There’s already growing suspicion and resentment of strict shutdown rules that most Americans are living under. This past weekend saw anti-shutdown protests in several cities, complete with a supportive tweet from President Trump. For many critics, drones represent an unacceptable threat to privacy that’s not worth any benefit they might bring.

DJI and the China connection

But there’s another political element. The drones used in those three cities, and many others, all come from Chinese drone powerhouse DJI. The company has loaned 100 drones out to 43 government agencies in 22 states. Fox News ran a recent story asking if China “has sneaked a powerful espionage tool into the skies above its economic rival.” The Daily Caller ran a similar article.
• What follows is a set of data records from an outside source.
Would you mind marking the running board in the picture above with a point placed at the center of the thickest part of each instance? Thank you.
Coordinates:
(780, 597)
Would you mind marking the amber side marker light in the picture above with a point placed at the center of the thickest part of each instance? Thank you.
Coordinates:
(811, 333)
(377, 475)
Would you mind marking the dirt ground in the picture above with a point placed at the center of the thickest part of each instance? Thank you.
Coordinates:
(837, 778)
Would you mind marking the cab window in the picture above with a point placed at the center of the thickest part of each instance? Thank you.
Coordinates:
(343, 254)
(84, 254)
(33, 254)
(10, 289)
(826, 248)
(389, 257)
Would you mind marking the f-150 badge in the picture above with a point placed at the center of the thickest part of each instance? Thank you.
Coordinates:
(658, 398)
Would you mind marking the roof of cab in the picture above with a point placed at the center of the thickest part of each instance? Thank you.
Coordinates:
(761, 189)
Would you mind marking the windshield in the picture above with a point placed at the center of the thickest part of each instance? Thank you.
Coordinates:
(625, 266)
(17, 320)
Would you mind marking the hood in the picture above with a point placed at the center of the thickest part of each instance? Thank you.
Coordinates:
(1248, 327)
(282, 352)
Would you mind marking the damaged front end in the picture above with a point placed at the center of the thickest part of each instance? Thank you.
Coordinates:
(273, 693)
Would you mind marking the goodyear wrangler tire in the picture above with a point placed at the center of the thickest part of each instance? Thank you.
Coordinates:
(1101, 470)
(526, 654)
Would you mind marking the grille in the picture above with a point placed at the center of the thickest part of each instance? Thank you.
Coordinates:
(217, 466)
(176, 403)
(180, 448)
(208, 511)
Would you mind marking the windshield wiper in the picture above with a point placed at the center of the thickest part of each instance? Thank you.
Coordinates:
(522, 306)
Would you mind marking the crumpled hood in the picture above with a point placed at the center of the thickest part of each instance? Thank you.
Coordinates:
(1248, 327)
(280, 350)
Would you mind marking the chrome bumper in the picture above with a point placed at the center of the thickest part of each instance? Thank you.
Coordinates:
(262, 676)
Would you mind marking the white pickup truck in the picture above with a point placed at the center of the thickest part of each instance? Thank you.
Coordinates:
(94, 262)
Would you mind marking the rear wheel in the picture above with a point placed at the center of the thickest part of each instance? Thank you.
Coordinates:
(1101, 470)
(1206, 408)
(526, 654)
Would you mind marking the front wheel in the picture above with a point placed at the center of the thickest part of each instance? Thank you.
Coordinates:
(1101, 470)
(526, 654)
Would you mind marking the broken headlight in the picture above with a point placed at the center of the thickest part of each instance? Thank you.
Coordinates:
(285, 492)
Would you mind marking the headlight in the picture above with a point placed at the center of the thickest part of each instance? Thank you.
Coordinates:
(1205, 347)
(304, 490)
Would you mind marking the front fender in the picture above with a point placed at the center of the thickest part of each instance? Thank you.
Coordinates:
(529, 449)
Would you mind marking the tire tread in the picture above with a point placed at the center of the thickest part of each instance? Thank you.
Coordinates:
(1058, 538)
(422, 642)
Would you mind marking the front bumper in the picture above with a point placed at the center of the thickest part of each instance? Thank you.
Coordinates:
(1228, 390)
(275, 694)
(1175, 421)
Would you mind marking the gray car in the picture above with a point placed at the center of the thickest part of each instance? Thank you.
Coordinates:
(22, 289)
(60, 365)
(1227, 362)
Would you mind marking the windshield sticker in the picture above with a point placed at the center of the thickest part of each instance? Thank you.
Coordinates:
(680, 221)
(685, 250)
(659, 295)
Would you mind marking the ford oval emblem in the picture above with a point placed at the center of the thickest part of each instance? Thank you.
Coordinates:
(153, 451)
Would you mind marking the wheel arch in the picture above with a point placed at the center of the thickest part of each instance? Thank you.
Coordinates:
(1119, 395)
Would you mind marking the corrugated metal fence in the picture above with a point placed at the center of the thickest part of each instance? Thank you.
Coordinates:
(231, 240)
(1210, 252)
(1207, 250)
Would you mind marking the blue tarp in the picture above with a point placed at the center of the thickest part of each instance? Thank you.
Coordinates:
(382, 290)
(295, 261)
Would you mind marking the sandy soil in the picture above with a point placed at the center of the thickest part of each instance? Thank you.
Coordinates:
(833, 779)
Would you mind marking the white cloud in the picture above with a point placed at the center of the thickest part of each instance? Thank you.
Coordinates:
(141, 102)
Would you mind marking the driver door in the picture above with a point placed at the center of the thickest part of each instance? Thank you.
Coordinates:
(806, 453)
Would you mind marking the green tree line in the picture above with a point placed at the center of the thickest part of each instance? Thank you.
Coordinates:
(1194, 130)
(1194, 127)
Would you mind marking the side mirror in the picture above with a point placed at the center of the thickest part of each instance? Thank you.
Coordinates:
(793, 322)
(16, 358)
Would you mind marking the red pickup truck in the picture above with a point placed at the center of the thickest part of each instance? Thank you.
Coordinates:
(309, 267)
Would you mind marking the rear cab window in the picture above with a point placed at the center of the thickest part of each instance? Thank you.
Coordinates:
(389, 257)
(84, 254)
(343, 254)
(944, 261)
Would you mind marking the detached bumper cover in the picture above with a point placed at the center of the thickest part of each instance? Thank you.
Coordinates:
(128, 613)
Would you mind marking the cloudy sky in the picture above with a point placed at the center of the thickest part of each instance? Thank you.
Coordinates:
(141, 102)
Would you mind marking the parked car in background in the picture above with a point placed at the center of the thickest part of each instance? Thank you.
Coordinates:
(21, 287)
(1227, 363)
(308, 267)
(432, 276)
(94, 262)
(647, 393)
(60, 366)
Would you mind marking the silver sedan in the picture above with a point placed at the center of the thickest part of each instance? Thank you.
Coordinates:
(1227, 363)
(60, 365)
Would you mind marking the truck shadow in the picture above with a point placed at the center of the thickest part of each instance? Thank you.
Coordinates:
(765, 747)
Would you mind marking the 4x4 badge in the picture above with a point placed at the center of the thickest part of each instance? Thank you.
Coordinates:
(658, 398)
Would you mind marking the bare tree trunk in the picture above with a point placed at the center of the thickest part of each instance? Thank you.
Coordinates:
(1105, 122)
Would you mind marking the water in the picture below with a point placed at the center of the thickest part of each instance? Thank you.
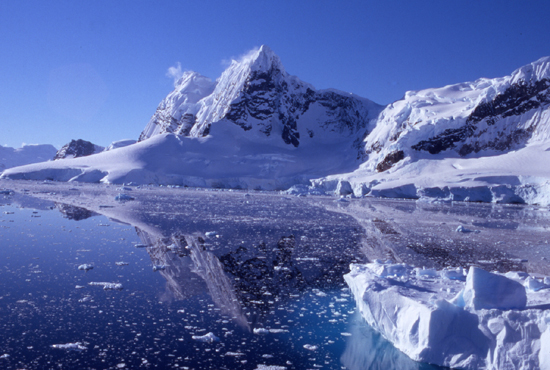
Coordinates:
(263, 273)
(266, 282)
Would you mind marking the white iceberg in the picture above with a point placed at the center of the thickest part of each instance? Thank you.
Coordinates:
(493, 323)
(207, 338)
(77, 346)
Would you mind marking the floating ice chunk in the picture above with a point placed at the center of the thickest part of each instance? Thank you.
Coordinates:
(426, 273)
(206, 338)
(453, 274)
(121, 197)
(416, 316)
(310, 347)
(85, 267)
(534, 284)
(485, 290)
(517, 275)
(77, 346)
(107, 286)
(389, 269)
(462, 229)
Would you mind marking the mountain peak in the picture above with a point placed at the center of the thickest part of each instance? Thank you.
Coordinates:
(262, 59)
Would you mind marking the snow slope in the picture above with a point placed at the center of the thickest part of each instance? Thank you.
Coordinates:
(11, 157)
(223, 159)
(254, 127)
(481, 141)
(257, 126)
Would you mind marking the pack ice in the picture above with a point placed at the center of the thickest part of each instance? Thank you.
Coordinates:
(478, 320)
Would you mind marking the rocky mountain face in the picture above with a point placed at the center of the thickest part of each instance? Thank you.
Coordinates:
(485, 117)
(77, 148)
(259, 96)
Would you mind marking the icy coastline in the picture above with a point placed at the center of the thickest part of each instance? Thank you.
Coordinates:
(477, 320)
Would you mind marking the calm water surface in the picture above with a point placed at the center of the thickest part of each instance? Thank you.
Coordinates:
(262, 274)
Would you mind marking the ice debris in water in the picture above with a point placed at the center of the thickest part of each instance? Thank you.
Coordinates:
(77, 346)
(206, 338)
(462, 229)
(85, 267)
(488, 321)
(121, 197)
(107, 286)
(310, 347)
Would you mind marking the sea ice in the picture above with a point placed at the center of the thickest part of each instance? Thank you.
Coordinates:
(159, 268)
(124, 197)
(496, 323)
(85, 267)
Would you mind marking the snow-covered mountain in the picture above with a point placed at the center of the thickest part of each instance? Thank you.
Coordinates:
(486, 140)
(258, 95)
(254, 127)
(77, 148)
(11, 157)
(474, 119)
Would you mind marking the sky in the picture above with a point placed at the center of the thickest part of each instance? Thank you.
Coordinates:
(97, 70)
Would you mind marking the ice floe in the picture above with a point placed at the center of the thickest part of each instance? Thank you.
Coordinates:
(207, 338)
(85, 267)
(488, 321)
(76, 346)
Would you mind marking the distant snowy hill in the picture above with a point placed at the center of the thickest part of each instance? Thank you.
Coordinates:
(256, 126)
(77, 148)
(486, 140)
(11, 157)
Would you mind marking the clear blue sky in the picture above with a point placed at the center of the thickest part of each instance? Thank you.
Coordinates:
(96, 70)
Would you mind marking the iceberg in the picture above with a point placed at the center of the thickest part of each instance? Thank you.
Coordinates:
(76, 346)
(107, 286)
(488, 321)
(207, 338)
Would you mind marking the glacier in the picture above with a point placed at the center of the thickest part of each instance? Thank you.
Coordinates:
(458, 320)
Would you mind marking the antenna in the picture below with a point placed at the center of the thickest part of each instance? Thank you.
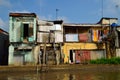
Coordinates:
(102, 7)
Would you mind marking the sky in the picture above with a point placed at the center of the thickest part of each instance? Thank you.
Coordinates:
(70, 11)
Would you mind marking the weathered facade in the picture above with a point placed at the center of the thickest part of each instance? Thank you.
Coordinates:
(84, 42)
(22, 37)
(54, 42)
(33, 40)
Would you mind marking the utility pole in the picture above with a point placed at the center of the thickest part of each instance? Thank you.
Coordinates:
(57, 13)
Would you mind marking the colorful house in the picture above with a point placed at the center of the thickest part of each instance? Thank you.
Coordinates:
(83, 42)
(22, 37)
(4, 44)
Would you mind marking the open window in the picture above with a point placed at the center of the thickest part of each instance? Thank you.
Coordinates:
(27, 32)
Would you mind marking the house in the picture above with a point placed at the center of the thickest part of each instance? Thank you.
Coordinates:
(52, 42)
(84, 42)
(4, 44)
(30, 36)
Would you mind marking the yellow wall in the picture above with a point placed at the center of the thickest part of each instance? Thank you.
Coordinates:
(69, 46)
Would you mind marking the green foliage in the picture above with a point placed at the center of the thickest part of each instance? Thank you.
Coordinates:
(114, 60)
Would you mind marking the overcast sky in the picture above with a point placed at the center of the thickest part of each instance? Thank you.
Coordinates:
(71, 11)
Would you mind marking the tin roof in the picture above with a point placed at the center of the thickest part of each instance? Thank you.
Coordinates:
(22, 14)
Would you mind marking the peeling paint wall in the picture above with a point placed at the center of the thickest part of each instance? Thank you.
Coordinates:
(22, 37)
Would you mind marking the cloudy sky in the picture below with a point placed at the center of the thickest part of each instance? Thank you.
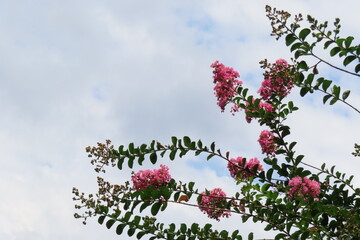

They dig into charges that DJI is a tool of the Chinese government, using its drones to collect data on customers. The articles point, for instance, to a warning from US Immigration and Customs Enforcement that Chinese-made drones are being used to spy on US infrastructure. They also note the recent banning of foreign-made drones by the US Department of Interior.

House Republicans later joined in, accusing police departments of spying on Americans with Chinese hardware.

DJI counters these claims of spying. Spokesman Adam Lisberg told Fox News that DJI drones by default do not transmit photos, videos, or other data to anyone. “None of this data is ever transferred to DJI or anyone else unless [customers] deliberately choose to do so,” he said.

“Some people are trying to score ideological points by discouraging the use of important equipment and tools that save lives and protect first responders,” said Lisberg.